News: New York technology firm Squarespace has published a statement slamming criticism that its new service for creating logos demeans the role of the graphic designer.
Following the launch of Squarespace Logo last week, designers took to Twitter to express their views on the online design tool, with some branding it as "disgusting" and "one giant F U to entire design community".
The furore provoked Squarespace founder Anthony Casalena to post an addendum to a statement on the project's blog, explaining its position regarding the importance of professional graphic designers:
"We've seen a number of comments online about Squarespace Logo being positioned as a replacement for professional designers," the statement read. "Squarespace Logo is a basic tool for individuals and small businesses with limited resources to create a simple identity for themselves. It is not a replacement for the brand identity a professional designer can craft and deserves to be compensated for."

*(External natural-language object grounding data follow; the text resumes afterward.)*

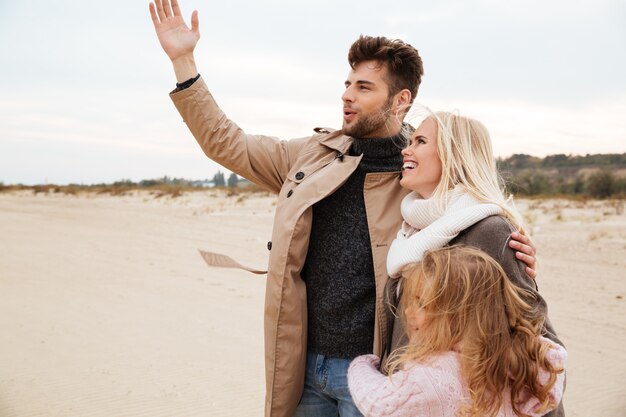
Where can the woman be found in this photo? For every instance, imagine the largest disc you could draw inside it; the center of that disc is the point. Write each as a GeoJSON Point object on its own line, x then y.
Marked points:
{"type": "Point", "coordinates": [456, 198]}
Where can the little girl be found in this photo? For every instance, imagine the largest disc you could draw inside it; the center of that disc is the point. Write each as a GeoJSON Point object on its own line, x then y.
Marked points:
{"type": "Point", "coordinates": [474, 349]}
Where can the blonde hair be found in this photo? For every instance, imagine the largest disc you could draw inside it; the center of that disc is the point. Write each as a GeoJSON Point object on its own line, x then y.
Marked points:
{"type": "Point", "coordinates": [466, 154]}
{"type": "Point", "coordinates": [471, 305]}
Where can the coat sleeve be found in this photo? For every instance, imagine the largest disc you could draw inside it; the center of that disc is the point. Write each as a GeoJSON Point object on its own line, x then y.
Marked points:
{"type": "Point", "coordinates": [378, 395]}
{"type": "Point", "coordinates": [264, 160]}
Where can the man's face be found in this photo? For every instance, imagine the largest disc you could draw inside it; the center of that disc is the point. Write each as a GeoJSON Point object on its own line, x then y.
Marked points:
{"type": "Point", "coordinates": [367, 107]}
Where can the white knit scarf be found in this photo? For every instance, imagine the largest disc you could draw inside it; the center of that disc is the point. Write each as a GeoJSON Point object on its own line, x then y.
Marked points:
{"type": "Point", "coordinates": [426, 228]}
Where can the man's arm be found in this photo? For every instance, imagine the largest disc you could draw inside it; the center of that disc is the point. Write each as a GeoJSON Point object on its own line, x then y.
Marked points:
{"type": "Point", "coordinates": [262, 159]}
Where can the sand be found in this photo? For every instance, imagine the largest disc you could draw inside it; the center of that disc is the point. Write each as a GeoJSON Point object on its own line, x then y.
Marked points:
{"type": "Point", "coordinates": [108, 309]}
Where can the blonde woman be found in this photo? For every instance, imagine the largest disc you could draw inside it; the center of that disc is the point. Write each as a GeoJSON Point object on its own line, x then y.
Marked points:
{"type": "Point", "coordinates": [456, 198]}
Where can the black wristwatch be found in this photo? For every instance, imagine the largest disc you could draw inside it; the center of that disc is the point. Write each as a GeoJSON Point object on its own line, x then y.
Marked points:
{"type": "Point", "coordinates": [187, 84]}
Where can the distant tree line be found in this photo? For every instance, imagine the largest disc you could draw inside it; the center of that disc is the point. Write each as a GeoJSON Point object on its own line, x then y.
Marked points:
{"type": "Point", "coordinates": [598, 176]}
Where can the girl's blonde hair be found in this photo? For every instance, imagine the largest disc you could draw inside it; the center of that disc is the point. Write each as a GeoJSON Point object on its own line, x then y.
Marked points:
{"type": "Point", "coordinates": [464, 147]}
{"type": "Point", "coordinates": [472, 306]}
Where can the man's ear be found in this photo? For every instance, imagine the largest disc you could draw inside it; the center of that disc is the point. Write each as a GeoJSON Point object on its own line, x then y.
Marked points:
{"type": "Point", "coordinates": [402, 101]}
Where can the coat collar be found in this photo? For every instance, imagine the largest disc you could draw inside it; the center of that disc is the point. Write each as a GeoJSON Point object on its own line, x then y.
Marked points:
{"type": "Point", "coordinates": [334, 139]}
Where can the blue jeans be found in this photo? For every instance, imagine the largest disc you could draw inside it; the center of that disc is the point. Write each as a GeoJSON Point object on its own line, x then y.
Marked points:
{"type": "Point", "coordinates": [326, 392]}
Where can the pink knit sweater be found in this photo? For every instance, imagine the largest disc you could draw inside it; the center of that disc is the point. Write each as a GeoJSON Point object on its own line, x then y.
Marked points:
{"type": "Point", "coordinates": [434, 389]}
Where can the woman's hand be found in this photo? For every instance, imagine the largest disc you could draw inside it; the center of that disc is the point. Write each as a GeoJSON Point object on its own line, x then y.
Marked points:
{"type": "Point", "coordinates": [525, 252]}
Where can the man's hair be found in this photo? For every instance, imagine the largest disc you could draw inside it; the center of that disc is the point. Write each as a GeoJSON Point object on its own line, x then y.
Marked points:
{"type": "Point", "coordinates": [404, 64]}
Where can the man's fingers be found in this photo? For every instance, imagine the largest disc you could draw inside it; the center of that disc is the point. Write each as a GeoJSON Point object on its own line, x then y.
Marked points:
{"type": "Point", "coordinates": [528, 260]}
{"type": "Point", "coordinates": [528, 250]}
{"type": "Point", "coordinates": [155, 19]}
{"type": "Point", "coordinates": [160, 11]}
{"type": "Point", "coordinates": [520, 237]}
{"type": "Point", "coordinates": [167, 9]}
{"type": "Point", "coordinates": [176, 8]}
{"type": "Point", "coordinates": [195, 23]}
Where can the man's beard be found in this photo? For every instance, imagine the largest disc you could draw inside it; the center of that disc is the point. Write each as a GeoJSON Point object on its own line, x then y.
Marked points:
{"type": "Point", "coordinates": [370, 123]}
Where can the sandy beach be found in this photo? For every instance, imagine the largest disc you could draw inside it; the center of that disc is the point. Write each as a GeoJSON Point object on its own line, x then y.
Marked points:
{"type": "Point", "coordinates": [108, 309]}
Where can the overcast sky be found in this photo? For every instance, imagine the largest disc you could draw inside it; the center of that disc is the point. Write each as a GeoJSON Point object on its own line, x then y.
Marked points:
{"type": "Point", "coordinates": [84, 85]}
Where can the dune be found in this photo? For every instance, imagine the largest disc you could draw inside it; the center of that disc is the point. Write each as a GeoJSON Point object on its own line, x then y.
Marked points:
{"type": "Point", "coordinates": [108, 309]}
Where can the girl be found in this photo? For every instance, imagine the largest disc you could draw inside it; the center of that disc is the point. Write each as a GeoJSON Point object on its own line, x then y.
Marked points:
{"type": "Point", "coordinates": [474, 346]}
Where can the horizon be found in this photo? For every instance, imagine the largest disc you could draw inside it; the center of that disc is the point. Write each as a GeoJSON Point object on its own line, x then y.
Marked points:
{"type": "Point", "coordinates": [85, 100]}
{"type": "Point", "coordinates": [227, 172]}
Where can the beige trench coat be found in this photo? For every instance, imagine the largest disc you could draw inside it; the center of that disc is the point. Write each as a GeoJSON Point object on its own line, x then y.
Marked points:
{"type": "Point", "coordinates": [302, 172]}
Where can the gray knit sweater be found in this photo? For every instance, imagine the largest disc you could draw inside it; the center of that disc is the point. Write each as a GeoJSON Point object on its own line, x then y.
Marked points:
{"type": "Point", "coordinates": [339, 273]}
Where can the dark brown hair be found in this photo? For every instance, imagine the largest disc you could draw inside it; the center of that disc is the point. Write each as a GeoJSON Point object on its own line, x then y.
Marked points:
{"type": "Point", "coordinates": [404, 63]}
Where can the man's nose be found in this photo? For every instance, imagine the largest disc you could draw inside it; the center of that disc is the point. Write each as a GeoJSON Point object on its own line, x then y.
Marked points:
{"type": "Point", "coordinates": [347, 96]}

"We expect Logo, much like Squarespace itself, to drive more people to appreciate the importance of design, leading to increased demand for professional creative services," the statement continued. "Similarly, the fees generated by Squarespace Logo are used in part to compensate the graphic designers who contribute their work."
Squarespace, which launched in 2004 as a service for developing simple websites based on standard templates, teamed up with online icon database The Noun Project to create the new logo design tool.

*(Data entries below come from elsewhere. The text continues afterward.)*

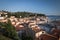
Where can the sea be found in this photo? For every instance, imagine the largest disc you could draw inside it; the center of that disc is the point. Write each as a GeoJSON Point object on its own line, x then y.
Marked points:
{"type": "Point", "coordinates": [48, 27]}
{"type": "Point", "coordinates": [53, 17]}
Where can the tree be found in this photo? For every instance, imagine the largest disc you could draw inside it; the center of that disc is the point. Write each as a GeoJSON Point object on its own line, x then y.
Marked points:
{"type": "Point", "coordinates": [9, 30]}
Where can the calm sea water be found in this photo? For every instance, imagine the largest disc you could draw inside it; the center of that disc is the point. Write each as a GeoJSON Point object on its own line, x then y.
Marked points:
{"type": "Point", "coordinates": [48, 27]}
{"type": "Point", "coordinates": [54, 17]}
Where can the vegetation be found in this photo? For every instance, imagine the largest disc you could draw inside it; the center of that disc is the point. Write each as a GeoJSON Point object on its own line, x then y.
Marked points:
{"type": "Point", "coordinates": [8, 30]}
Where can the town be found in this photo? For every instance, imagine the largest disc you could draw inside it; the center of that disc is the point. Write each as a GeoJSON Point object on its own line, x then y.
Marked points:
{"type": "Point", "coordinates": [33, 27]}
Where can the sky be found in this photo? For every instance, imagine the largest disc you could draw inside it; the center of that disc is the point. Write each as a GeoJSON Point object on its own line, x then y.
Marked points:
{"type": "Point", "coordinates": [48, 7]}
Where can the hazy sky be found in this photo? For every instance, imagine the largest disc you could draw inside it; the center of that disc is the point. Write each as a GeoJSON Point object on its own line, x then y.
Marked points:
{"type": "Point", "coordinates": [48, 7]}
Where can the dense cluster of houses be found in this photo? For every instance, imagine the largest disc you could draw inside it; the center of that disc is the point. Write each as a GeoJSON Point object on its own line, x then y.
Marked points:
{"type": "Point", "coordinates": [30, 22]}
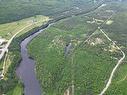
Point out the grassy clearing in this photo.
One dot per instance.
(9, 29)
(10, 84)
(19, 9)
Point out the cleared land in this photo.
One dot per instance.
(87, 66)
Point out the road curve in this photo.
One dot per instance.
(115, 68)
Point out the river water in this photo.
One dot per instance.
(26, 70)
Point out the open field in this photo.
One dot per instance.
(20, 9)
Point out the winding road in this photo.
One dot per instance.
(115, 68)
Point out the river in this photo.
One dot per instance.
(26, 70)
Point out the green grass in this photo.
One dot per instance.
(9, 29)
(19, 9)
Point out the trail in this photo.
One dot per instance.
(5, 49)
(115, 68)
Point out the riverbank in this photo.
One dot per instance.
(14, 49)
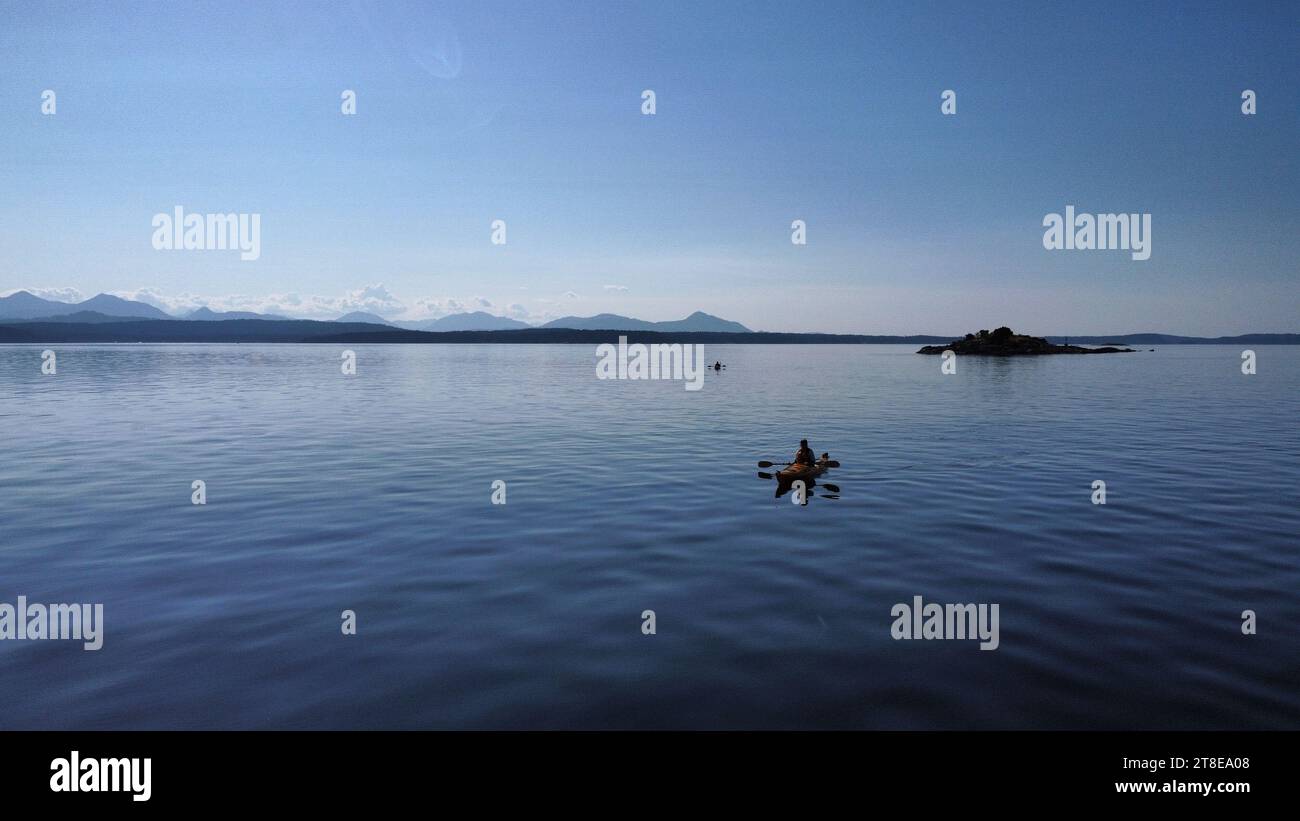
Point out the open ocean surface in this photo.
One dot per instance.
(372, 492)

It allows users to choose from a range of over 7000 basic icons and manipulate them to their own specifications, adding text, changing colours, proportions and the alignment of the various components to produce a logo that can be used on websites, business cards and other branded material.
The vector icons that are available on the site are submitted by graphic designers, who are credited on the interface page and receive a royalty every time their icon is specified for a project.

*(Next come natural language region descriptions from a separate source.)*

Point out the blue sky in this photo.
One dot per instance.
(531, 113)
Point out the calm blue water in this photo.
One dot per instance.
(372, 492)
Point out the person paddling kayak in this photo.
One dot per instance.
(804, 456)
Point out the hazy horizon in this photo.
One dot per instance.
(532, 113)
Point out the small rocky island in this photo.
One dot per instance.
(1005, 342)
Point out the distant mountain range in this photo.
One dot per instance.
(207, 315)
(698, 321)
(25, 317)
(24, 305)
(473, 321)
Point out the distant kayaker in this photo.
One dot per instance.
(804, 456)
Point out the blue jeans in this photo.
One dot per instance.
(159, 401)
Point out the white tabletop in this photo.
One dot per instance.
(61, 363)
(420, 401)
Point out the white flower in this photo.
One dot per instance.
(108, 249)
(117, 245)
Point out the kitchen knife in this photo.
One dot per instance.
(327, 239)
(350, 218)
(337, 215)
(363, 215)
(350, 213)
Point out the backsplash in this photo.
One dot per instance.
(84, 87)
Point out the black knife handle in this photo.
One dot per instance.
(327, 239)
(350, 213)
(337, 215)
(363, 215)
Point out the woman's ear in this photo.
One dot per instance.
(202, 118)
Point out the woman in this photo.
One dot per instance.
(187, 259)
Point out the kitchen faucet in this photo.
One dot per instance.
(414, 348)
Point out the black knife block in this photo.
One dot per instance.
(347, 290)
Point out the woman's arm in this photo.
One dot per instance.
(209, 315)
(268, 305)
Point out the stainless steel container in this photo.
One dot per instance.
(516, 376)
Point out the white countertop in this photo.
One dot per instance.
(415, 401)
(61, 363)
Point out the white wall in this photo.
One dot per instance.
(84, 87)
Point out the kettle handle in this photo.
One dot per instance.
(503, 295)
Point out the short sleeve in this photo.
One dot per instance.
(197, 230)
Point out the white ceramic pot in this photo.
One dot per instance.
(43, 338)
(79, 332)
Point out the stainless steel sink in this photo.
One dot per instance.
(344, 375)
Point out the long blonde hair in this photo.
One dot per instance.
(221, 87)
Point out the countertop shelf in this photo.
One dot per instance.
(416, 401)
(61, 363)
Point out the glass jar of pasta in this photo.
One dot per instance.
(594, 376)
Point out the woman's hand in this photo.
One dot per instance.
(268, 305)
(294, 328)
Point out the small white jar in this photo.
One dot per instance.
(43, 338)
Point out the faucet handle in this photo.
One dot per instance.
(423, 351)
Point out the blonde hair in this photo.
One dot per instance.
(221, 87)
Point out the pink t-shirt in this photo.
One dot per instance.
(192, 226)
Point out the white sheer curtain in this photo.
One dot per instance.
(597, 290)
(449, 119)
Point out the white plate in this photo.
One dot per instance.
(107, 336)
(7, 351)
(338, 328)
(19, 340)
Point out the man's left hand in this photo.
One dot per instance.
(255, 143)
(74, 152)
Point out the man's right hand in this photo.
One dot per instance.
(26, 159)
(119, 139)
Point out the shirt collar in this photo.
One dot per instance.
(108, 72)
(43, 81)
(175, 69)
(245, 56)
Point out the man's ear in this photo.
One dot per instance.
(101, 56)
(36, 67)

Once customers have designed their logo they can download a high resolution version for commercial use by paying $10. The service is free to existing Squarespace customers.
Reaction on Twitter ranged from outrage about the tool seeming to oversimplify the process of brand identity creation, to support for Squarespace's attempt to make graphic design more accessible to novices.
"At first I kind of thought everyone was overreacting about #squarespacelogo until I saw how much of a mockery it makes of my profession," said a tweet from @carolineroyce.
"Honestly, if you’re worried that #squarespacelogo will replace your line of design work, you must not be that good at design," countered @gburnham.
Critics who published articles about the issue are largely in favour of the way the service enables users with little knowledge of graphic design to produce simple and attractive logos, while recognising that brand identity is a specialist skill that remains the domain of professional designers.
"Squarespace's Logo service isn't in competition with the work of good designers," said Tom Actman of Creative Review. "It's merely a (pretty good) creative tool to help those visualise their own ideas."
Tina Roth Eisenberg of graphic design blog Swiss Miss added: "Am I super thrilled that [Squarespace] are saying 'anyone can design a great logo', not really, but that's not the point. Their logo builder is not much different than a tool like Adobe Illustrator."